Intoduce a Python Dataframe Creator/Transformer

Related products: FME Form

FME's Python interface for feature attribute manipulation seems to be mainly oriented towards small datasets, as attributes are always only accessed field by field and feature by feature. Python has a very large ecosystem around data science and data processing of very large tables, so it's often practical to load data in a dataframe and run all your computations on the dataset as a whole, to benefit from various performance optimizations around vectorization, not to mention use of fammiliar tools for people in the data science field.

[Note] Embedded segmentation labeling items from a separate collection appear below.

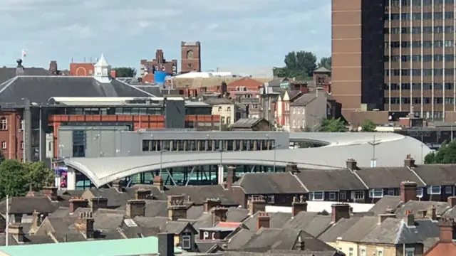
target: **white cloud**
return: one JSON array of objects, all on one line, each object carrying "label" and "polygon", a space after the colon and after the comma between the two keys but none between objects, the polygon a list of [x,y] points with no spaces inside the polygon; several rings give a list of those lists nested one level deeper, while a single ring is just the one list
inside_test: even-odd
[{"label": "white cloud", "polygon": [[[0,1],[0,22],[7,24],[0,33],[8,35],[0,47],[30,46],[29,60],[33,52],[43,58],[36,65],[104,52],[114,64],[136,66],[156,48],[179,59],[181,41],[202,42],[207,69],[239,62],[281,65],[291,50],[314,49],[318,56],[331,50],[330,0]],[[0,59],[13,55],[0,53]]]}]

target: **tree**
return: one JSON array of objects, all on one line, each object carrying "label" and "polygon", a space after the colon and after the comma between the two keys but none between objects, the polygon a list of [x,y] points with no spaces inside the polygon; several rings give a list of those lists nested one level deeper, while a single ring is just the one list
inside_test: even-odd
[{"label": "tree", "polygon": [[456,164],[456,140],[442,143],[437,151],[429,153],[425,164]]},{"label": "tree", "polygon": [[120,67],[113,68],[115,70],[116,78],[134,78],[136,76],[136,70],[130,67]]},{"label": "tree", "polygon": [[19,163],[8,159],[0,164],[0,199],[24,196],[31,186],[35,191],[53,182],[53,173],[43,162]]},{"label": "tree", "polygon": [[305,50],[292,51],[285,55],[283,68],[274,68],[274,75],[281,78],[296,78],[306,80],[311,77],[316,68],[316,56]]},{"label": "tree", "polygon": [[346,132],[345,124],[340,118],[338,119],[322,119],[320,123],[318,132]]},{"label": "tree", "polygon": [[325,68],[326,69],[331,70],[331,57],[323,57],[320,59],[320,62],[318,63],[318,68]]},{"label": "tree", "polygon": [[375,132],[375,128],[377,128],[377,125],[375,125],[375,123],[370,119],[364,119],[361,124],[361,129],[363,132]]}]

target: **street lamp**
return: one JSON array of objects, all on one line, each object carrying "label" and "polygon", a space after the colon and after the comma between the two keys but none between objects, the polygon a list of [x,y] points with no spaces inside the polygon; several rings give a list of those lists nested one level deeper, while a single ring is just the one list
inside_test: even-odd
[{"label": "street lamp", "polygon": [[380,141],[375,141],[375,135],[373,136],[373,141],[368,142],[368,144],[372,146],[372,160],[370,160],[370,167],[375,167],[377,165],[377,159],[375,159],[375,146],[380,144]]}]

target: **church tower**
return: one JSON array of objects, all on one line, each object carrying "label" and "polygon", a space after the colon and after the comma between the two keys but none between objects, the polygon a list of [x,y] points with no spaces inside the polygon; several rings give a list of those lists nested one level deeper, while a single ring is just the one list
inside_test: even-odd
[{"label": "church tower", "polygon": [[97,63],[93,65],[93,78],[100,82],[111,82],[111,66],[108,63],[102,54]]}]

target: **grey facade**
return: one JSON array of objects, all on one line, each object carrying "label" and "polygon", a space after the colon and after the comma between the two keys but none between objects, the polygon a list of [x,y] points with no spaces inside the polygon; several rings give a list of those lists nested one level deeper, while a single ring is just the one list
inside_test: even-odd
[{"label": "grey facade", "polygon": [[[166,151],[256,151],[288,149],[289,133],[282,132],[128,132],[128,127],[62,126],[58,130],[61,157],[147,156]],[[267,135],[267,136],[266,136]],[[48,152],[51,154],[51,152]]]}]

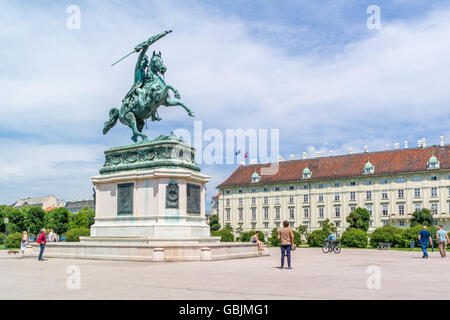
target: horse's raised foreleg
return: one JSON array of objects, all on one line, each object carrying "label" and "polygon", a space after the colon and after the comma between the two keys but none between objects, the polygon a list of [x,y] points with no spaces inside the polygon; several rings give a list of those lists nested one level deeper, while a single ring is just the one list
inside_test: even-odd
[{"label": "horse's raised foreleg", "polygon": [[[137,127],[137,122],[136,122],[136,117],[134,116],[133,112],[128,112],[125,115],[125,119],[127,121],[128,126],[131,128],[131,130],[133,130],[133,136],[131,137],[131,140],[133,140],[134,142],[137,142],[137,137],[141,137],[142,140],[147,140],[147,136],[143,133],[140,133]],[[141,123],[140,123],[141,125]],[[141,126],[140,126],[141,127]],[[142,125],[142,128],[144,126]],[[141,130],[142,130],[141,128]]]},{"label": "horse's raised foreleg", "polygon": [[184,108],[184,110],[187,111],[187,113],[188,113],[189,116],[195,117],[195,115],[194,115],[194,113],[192,112],[192,110],[189,109],[188,107],[186,107],[186,106],[184,105],[184,103],[181,102],[181,101],[178,101],[178,100],[175,101],[175,100],[172,100],[172,99],[170,99],[170,98],[167,98],[166,101],[163,103],[163,105],[165,105],[166,107],[181,106],[181,107]]}]

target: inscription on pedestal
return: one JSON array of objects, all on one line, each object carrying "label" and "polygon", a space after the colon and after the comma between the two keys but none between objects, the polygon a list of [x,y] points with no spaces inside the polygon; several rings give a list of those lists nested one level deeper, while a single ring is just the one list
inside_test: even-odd
[{"label": "inscription on pedestal", "polygon": [[178,198],[178,184],[172,179],[166,187],[166,208],[178,209]]},{"label": "inscription on pedestal", "polygon": [[120,183],[117,185],[117,214],[133,214],[134,183]]},{"label": "inscription on pedestal", "polygon": [[200,186],[187,184],[188,213],[200,213]]}]

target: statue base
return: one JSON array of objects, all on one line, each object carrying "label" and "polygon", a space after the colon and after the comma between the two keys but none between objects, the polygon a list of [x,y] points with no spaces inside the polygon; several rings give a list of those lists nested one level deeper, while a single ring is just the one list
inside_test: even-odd
[{"label": "statue base", "polygon": [[211,237],[205,216],[209,177],[200,173],[194,152],[173,135],[105,151],[105,165],[92,177],[91,236],[79,243],[49,243],[45,255],[133,261],[264,255],[256,244]]}]

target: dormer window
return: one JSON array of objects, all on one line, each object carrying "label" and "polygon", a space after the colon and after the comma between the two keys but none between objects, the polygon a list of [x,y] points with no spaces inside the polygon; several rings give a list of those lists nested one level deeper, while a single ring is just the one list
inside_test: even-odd
[{"label": "dormer window", "polygon": [[255,173],[252,174],[252,183],[258,183],[260,178],[260,175],[255,171]]},{"label": "dormer window", "polygon": [[375,167],[373,166],[370,161],[367,161],[366,165],[364,166],[363,174],[372,174],[375,172]]},{"label": "dormer window", "polygon": [[431,156],[430,160],[427,162],[427,169],[439,169],[439,161],[434,156],[434,154]]},{"label": "dormer window", "polygon": [[309,170],[308,166],[303,170],[302,179],[310,179],[311,178],[311,170]]}]

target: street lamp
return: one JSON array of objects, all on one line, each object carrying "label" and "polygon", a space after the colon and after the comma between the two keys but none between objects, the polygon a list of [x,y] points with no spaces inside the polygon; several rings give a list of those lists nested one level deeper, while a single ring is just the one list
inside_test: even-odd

Right now, loading features into a dataframe (I'm talking hundreds of columns and hundreds of thousands of rows, millions of cells) is both slow and very error-prone for a few reasons:

  • Loss of schema information: getAttributeType() in the Python API can't return the full set of FME feature types, so dynamic workbenches can't properly handle things like dates unless a lot of work is done around schema detection and handling.
  • Difficult to parse timestamp format: Python's standard library and most dataframe libraries can only parse fractionnal seconds up to 6 decimals, while FME does up to 9 and DatetimeNow() notably provides 7 decimals. This is a difficult problem on its own, but time series are common in the data science field, so it's especially noticeable here.
  • Attribute access is per-row and field-by-field (slow): With no way to do bulk access on features, the data is accessed and converted value by value (save for lists, which can be accessed as a whole). If you have several million fields to read, that's a lot of slow python code running in very tight loops.
  • Null and missing values are distinct and need to be checked separately: getAttribute() only returns None on missing values. When encountering a null value, it returns an empty string, which can throw off dataframe libraries and need to be checked for each value suceptible of returning null, adding to the overhead.
  • Feature output is also per row and per feature: It's also very slow, and I belive it also blocks on waiting for downstream.
  • Using files to pass data between nodes is a lot to ask: You can use feature readers and writers to create temporary files so that Python could load and dump these features in one shot, but even if I could get it to work (I haven't), it wouldn't be worth the dozen of extra nodes needed to make this work and all the visual clutter that creates.

The easy way this could be resolved, in my eyes, is to simply provide a new Python transformer (the titular DataframeTransformer) that already does the conversion of features to and from dataframes and only provides the user's code with said dataframe.


There have been efforts lately to create a standard dataframe interchange protocol throughout the Python ecosystem to encourage interoperability across libraries and avoid locking-in users into using a specific library, which Pandas supports converting to and reading from. To avoid depending on Pandas and/or its APIs, fmeobjects could expose some hypothetical "FeatureDataframe" object and leave it up to the users to load it into their dataframe library of choice.


Related questions

Some very interesting ideas here!


I can't figure out how to edit this question, but I forgot to mention how an alternative to introducing a separate kind of transformer would be to add a support flag to indicate that this feature processor expects to get a dataframe, and either use a new input_dataframe(self, df) method, or change the input type of input() and expect users to not mix those up.

 

I can also foresee cases where a "Dataframe transformer" would recieve a small set of individual features, possibly in sequential mode (such as file names) and return dataframes either on input ("exploding" each input row) or on close (one arbitrarily-shaped dataframe "replacing" the input), so having mechanisms to output in bulk even when the input isn't bulked could be useful. A self.dfoutput() method would allow doing this on PayhonCaller transformers instead of adding multiple new ones for each case.


I don't use much Python in FME and just realized this is not a thing. 😅

Other ETL tool i'm famliar with do something like "fme.output = fme.from_pandas(df)".

Would be indeed very welcome.


That's basically what the RCaller does (loading the rows in an SQLite database and then having R load that database as a dataframe), so yeah, it's weird that that's not a thing with the PythonCaller.